That's integrity
I'm impressed. Sean Carroll got invited to a conference in honor of Charles Townes with an impressive honorarium ($2000!), and he turned it down. Why? Because it was funded by the Templeton Foundation, and was clearly going to be window dressing for religion.
The point is that the entire purpose of the Templeton Foundation is to blur the line between straightforward science and explicitly religious activity, making it seem like the two enterprises are part of one big undertaking. It's all about appearances. You have a splashy scientific conference featuring a long list of respected participants, and then you proudly tout the event on a separate web page for your program to bring science and religion together.
Not that I have any prospects for being invited to such a well-paid conference, but if I were, I'd have a hard time making that kind of responsible decision. I'd be looking at that pile of tuition bills I'm dreading next year, and then I'd look at the promise of a few thousand dollars for just talking. And the wife would be looking at those bills and giving me that look. It would be so tempting to sell out…but no. Like Sean says,
Religious belief is the Big Lie of our contemporary intellectual life, and scientists more than any other group should be intellectually rigorous about the absolutely real differences between science and faith.
I don't see any difference between the Templeton Foundation and Sun Myung Moon's Unification Church—both are endowed with overflowing buckets of money and a dearth of reason, and are pouring that cash into efforts to subsidize public insanity.
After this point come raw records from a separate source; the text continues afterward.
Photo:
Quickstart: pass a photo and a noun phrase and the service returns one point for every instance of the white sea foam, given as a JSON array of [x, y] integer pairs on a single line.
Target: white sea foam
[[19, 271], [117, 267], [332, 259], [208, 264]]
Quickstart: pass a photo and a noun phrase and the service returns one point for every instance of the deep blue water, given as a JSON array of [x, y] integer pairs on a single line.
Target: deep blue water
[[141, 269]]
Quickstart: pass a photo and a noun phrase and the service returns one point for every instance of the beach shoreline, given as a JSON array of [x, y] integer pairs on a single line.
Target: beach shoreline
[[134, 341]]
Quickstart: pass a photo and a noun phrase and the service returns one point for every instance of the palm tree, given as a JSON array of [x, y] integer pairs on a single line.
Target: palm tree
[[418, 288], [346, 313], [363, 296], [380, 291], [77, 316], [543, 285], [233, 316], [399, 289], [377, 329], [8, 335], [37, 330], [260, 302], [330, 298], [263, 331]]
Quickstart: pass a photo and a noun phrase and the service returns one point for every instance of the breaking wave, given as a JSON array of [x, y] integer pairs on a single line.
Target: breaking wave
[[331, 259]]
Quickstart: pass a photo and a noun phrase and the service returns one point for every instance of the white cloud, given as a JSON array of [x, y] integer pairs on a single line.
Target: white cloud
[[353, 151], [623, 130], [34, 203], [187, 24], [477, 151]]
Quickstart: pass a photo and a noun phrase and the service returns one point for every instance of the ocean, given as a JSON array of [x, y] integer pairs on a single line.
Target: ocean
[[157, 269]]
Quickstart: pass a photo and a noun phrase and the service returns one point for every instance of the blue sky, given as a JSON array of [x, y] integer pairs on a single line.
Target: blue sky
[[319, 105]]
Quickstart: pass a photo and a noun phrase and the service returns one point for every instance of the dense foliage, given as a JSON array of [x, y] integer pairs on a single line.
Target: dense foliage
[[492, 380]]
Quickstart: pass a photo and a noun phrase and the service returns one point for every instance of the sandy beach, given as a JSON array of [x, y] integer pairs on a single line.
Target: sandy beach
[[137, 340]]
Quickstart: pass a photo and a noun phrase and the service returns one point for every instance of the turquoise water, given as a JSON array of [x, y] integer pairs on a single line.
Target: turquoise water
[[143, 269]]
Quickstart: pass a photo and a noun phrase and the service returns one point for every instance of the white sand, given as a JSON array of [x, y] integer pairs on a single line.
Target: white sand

I dunno. Although I am an atheist, and I recognize the destructive power of most religion, denouncing the Templeton Foundation seems like saying "not only am I an atheist, but I refuse to have any theist friends." If people of good conscience can believe in God, why not accept an honor from a religious organization?
When it comes to blurring the line between science and religion, I think it all depends on what you mean by “religion.” (Science is well defined: religion is not.) We North Americans tend to draw our picture of religion from a very narrow range of religious practice: we think of the big monotheisms, Christianity, Judaism and Islam. As a result, we assume that either faith or belief in an infinite being or both is necessary for religion. But the Greek gods were quite finite. Many forms of Buddhism lack a creator god all together. (In general I’ve found that Theraveda Buddhism, which sticks closest to the original texts, has the least amount of weirdo metaphysics.) The whole idea of belief on faith is basically a product of early Christianity. Its really a local aberration.
Because science is a well defined enterprise and religion is not, the templeton people mostly succeed in expanding our notion of what counts as religion ("progress in religion" what an odd phrase.) This strikes me as a good thing.